Writer and Director: Paloma Zapata
Paloma Zapata’s docufiction La Singla is lovingly researched tribute to one of Spain’s most extraordinary flamenco dancers, Antoñita Singla. And her life story is extraordinary too. Born in 1948 in a Romani shanty town near Barcelona, she was found to be deaf and didn’t learn to speak till she was in her teens. Somehow attuned to her mother’s clapping hands, the child began to dance, practising obsessively and developing a dazzlingly wild, passionate style. Yet, as Zapata explores, La Singla, as she became known, was fuelled by overwhelming feelings of loneliness and anger, feelings that she could only express in dance.
For a short period from her late teens, La Singla was discovered by German jazz musicians, goes on tour and becames internationally famous. What fires Zapata is the fact that sometime later La Singla simply disappears. Nothing is heard of her for some fifty years. It’s not known if she’s still alive.
The opening of her film is impressive – the rhythmic sounds of a train clattering over wooden sleepers turns into the powerfully percussive sounds of flamenco. We get a glimpse of La Singla herself at about 16, performing her mesmerising dancing. In voice over, we hear a young woman talking about her fascination with La Singla after finding old footage of her on the internet. The dancer, she says, appeared both mysterious and deeply sad, dancing “as if she were undergoing an exorcism.”
We watch the young woman having a flamenco lesson with an inspirational teacher who is herself deaf, and who incorporates sign language into her dance.

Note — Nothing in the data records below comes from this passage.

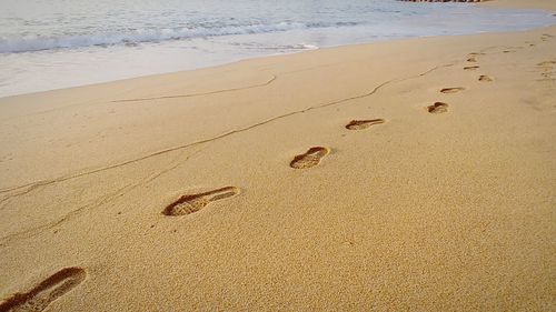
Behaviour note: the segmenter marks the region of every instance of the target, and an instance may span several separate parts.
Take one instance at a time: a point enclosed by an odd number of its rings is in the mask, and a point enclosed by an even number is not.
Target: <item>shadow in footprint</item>
[[[330,152],[329,149],[322,147],[310,148],[306,153],[296,155],[289,163],[294,169],[307,169],[320,163],[320,160]]]
[[[440,90],[441,93],[456,93],[456,92],[459,92],[459,91],[464,91],[465,88],[464,87],[455,87],[455,88],[444,88],[443,90]]]
[[[203,193],[182,195],[177,201],[167,205],[162,214],[169,217],[190,214],[203,209],[214,201],[235,197],[239,192],[239,189],[236,187],[226,187]]]
[[[429,113],[443,113],[448,111],[448,104],[443,102],[436,102],[429,107],[427,107],[427,111]]]
[[[0,304],[0,311],[42,311],[61,295],[85,281],[81,268],[64,268],[27,293],[16,293]]]
[[[479,69],[479,67],[475,66],[475,67],[465,67],[464,70],[476,70],[476,69]]]
[[[346,124],[346,129],[349,130],[364,130],[374,124],[385,123],[384,119],[369,119],[369,120],[351,120]]]
[[[486,76],[486,74],[481,74],[479,76],[479,81],[486,81],[486,82],[489,82],[489,81],[493,81],[494,79]]]

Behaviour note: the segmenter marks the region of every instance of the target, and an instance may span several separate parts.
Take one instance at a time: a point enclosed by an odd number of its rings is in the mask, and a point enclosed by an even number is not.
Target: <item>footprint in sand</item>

In these early scenes it’s easy to assume that the young woman is Zapata herself. But she is in fact a fictional character, Elena, and it is her fictional journey to discover the truth about La Singla which the film follows. It’s presumably a practical decision. The film is a modest one: Zapata not only writes and directs it, but acts as editor too.
At times, however, this docufictional approach leads to artificiality and longueurs. Several times Elena is used to deliver what is clearly exposition, articulating to a family member or a friend what she’s discovered. Particularly egregious is the clunky scene where she happens upon an elderly local in Barcelona who just happens to suggest she try a car dealership because it’s called Singla – and sure enough the owner is La Singla’s brother.
In reality, the archive material tells the story vividly without the need for this device. Apart from wonderful, though rare footage of La Singla dancing, there are newspaper reports of her success on the world stage in the 1960s. Also fascinating are extracts from the 1963 film Los Tarantos in which La Singla performed.
Above all, there is the memorable photography of Barcelona photographer Colita (the pseudonym of Isabel Steva Hernández), who captured powerful images of Romani life in the era in which La Singla was growing up and later photographed the dancer herself.
Elena is shown responding to all this material and repeatedly speculating on what went wrong in La Singla’s life. At 95 minutes the film feels over-extended; there are too many shots which feel like padding, too many plodding scenes of Helena Kaittani as Elena walking around looking intense. Some at least of the truth about La Singla is finally discovered, but it somehow feels disappointing. But the film is worthwhile as it preserves the memories of Spain’s greatest flamenco dancer.
La Singla is screening at the Raindance Film Festival 2023.